Senior Advocate Srijan Sinha appeared on behalf of the petitioners while Senior Advocate Aspi Chinnoy appeared for the Bank’s Administrator and Senior Advocate Ravi Kadam for the RBI.
In this case, the write-down of AT-1 bonds affected the legal rights of a class of citizens and thus was amenable to writ jurisdiction as per the petitioners. It was also submitted that one of the petitioners i.e., the Yes Bank AT-1 Bondholders Association approached the Supreme Court with a writ petition and it had declined to entertain the same and directed the petitioner to approach the concerned High Court under Article 226.
The counsel for the petitioners submitted that the Master Circular issued by the Reserve Bank of India had statutory force. The RBI under section 35A of the Banking Regulation Act, 1949 is empowered to issue directions as it may deem fit and the banking companies shall be bound to comply with such directions. The matter was therefore before the High Court.
The High Court after hearing the contentions of parties noted, “The draft scheme invited suggestions and comments up to March 9, 2020. In light of the extremely short time frame given by the Reserve Bank to file suggestions and objections to the Draft Scheme, the petitioner as instructed by the bond holders filed a writ petition seeking further time to make representations.”
The Court further said that it would not dwell into the aspect as to whether the writing off the AT-1 bonds was necessary.
“We would not enter into a debate as to whether the AT-1 bonds could have been converted into the shares and or whether they could have been proportionately written down. The Court would not possess the necessary expertise of the same. This Court would only consider whether the decision making process has been adhered to and that it was within the competence of the Administrator to write down the AT-1 bonds in the facts and circumstances of the present case”, the Court further asserted.
It was also observed by the Court that the Master Circular of the RBI was issued by exercising the statutory powers.

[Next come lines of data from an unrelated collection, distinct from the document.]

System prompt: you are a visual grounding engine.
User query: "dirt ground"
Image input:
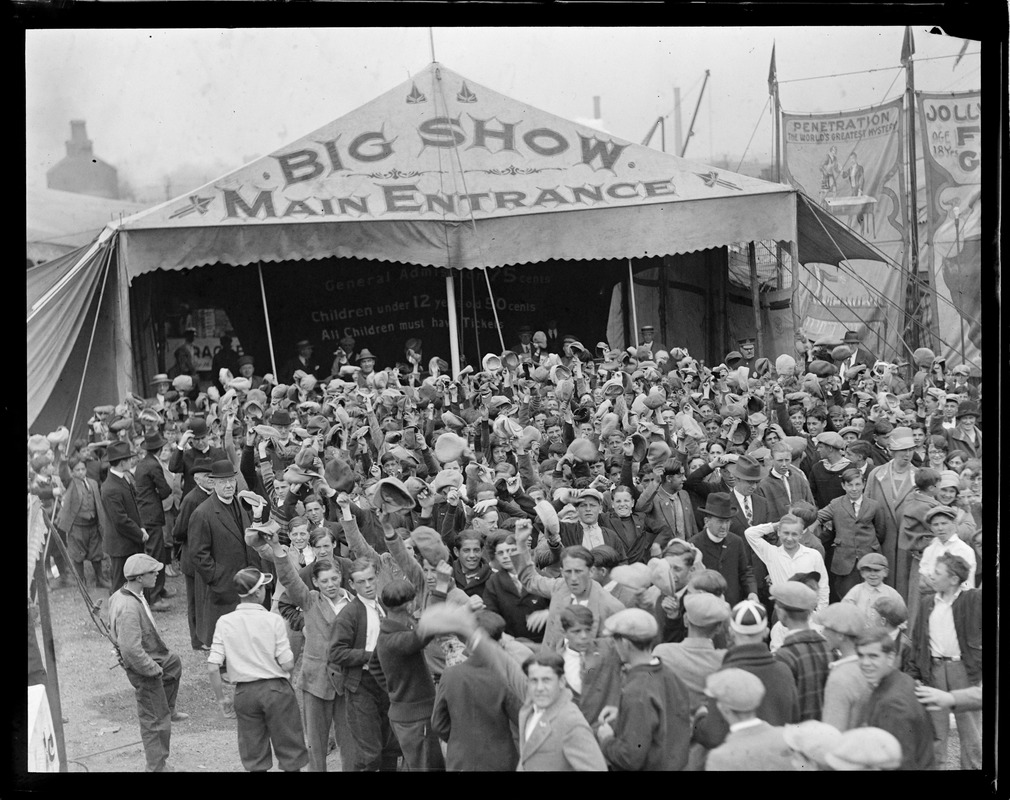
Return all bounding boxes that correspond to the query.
[29,571,958,773]
[29,569,340,773]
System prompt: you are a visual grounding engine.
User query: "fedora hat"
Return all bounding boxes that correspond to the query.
[140,430,169,451]
[727,456,768,478]
[105,441,133,464]
[565,436,599,462]
[699,492,739,519]
[429,470,463,494]
[493,414,522,441]
[441,411,467,430]
[323,458,355,492]
[645,441,674,467]
[376,478,414,511]
[434,430,467,464]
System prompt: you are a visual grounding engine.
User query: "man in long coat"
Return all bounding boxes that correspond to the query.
[188,461,270,643]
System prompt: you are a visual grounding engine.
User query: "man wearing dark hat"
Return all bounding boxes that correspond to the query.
[147,373,172,411]
[943,400,982,459]
[133,431,175,611]
[109,554,189,772]
[172,459,214,651]
[596,608,691,772]
[690,492,758,606]
[635,458,698,552]
[101,441,147,594]
[277,339,325,386]
[210,333,238,394]
[638,325,666,357]
[235,354,263,389]
[188,459,261,643]
[169,417,228,497]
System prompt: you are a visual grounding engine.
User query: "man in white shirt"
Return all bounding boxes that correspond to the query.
[919,506,976,592]
[743,514,828,611]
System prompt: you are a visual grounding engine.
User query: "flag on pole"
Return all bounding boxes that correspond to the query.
[768,41,779,95]
[901,25,915,67]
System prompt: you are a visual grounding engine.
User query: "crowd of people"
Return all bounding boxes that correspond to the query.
[28,326,985,771]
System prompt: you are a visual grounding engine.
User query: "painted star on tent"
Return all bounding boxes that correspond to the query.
[169,195,214,219]
[695,170,740,190]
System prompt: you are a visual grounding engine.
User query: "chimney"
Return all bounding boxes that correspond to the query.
[67,119,93,159]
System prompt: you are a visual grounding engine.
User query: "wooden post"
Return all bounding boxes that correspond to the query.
[445,270,458,378]
[35,553,67,772]
[747,241,765,359]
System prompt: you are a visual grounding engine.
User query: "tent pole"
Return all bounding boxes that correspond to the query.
[257,262,281,381]
[35,553,67,772]
[628,259,638,347]
[445,269,460,378]
[747,241,765,358]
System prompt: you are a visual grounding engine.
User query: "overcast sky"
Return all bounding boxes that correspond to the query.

The Court further observed, “Clause 57 reproduced (Supra) under which the powers are exercised for writing down the AT-1 bonds is based upon the Master Circular. Clause 57 of Information Brochure and Clause 2.15 of the Master Circular appear to be ad verbatim.”

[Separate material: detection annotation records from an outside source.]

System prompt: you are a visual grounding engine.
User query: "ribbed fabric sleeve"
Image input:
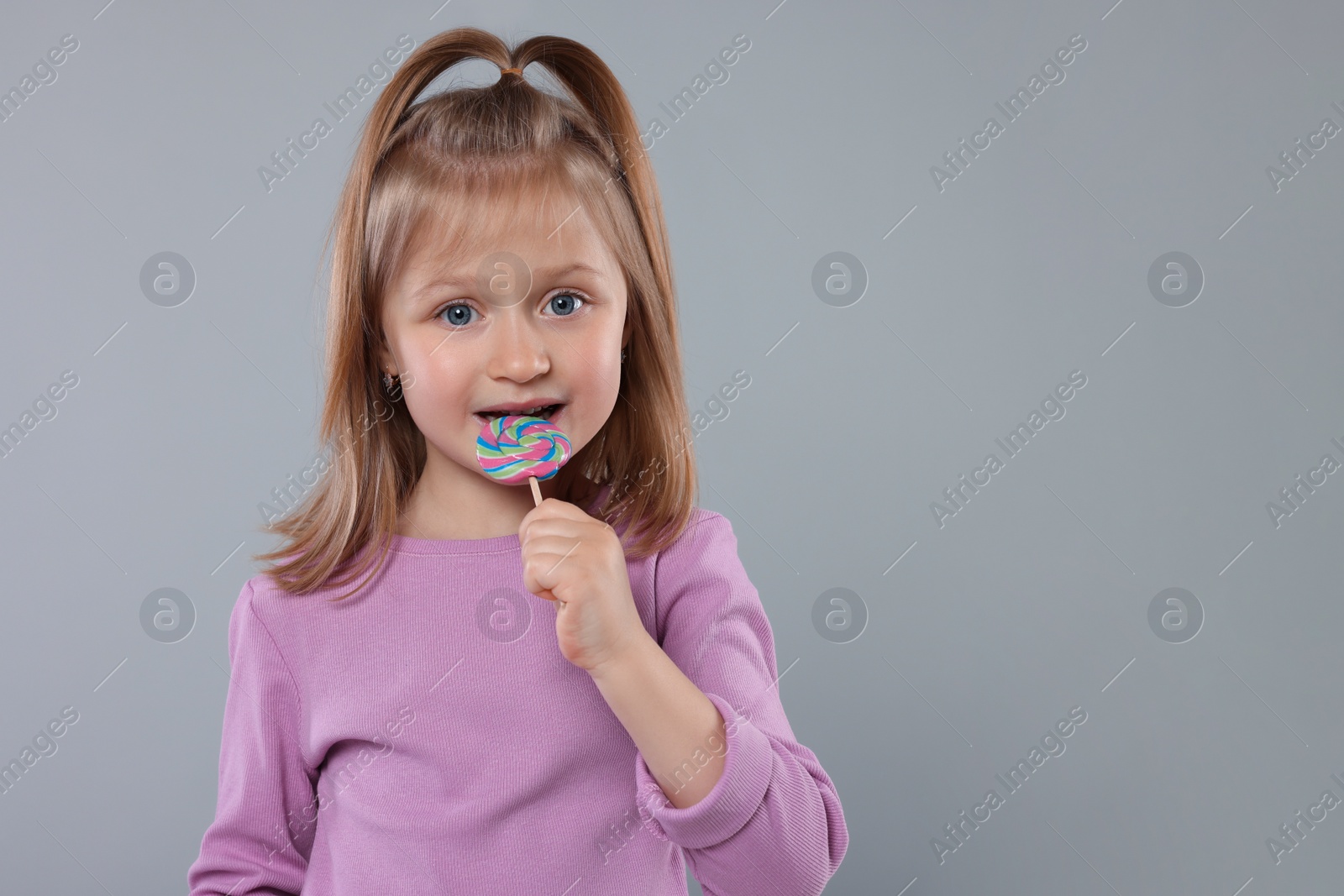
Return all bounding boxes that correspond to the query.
[186,582,318,896]
[634,511,849,896]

The Court also said that the final scheme sanctioned by the Central Government did not contain the clause or provision for writing down AT-1 bonds.
“If a contract incorporates certain terms and conditions in it, which are statutory then the said contract to that extent is statutory. Clause 57 of the Information Memorandum binding the parties and relevant for our consideration is extracted from the Master Circular based on Basel III Norms. Clause 57 also suggests that the writing off or conversion to shares would be in accordance with these rules. In view of that, Writ Petition would be tenable before this court”, the Court observed.
It was further held by the Court that the impugned letter dated March 14, 2020, and the decision to write off Additional Tier 1 (AT-1) bonds deserve to be set aside.
The Court, however, stayed the order for a period of six weeks.
Accordingly, the Court set aside and quashed the Administrator’s decision.
Cause Title- Yes Bank At1 Bondholders Association v. Reserve Bank Of India And 15 Ors.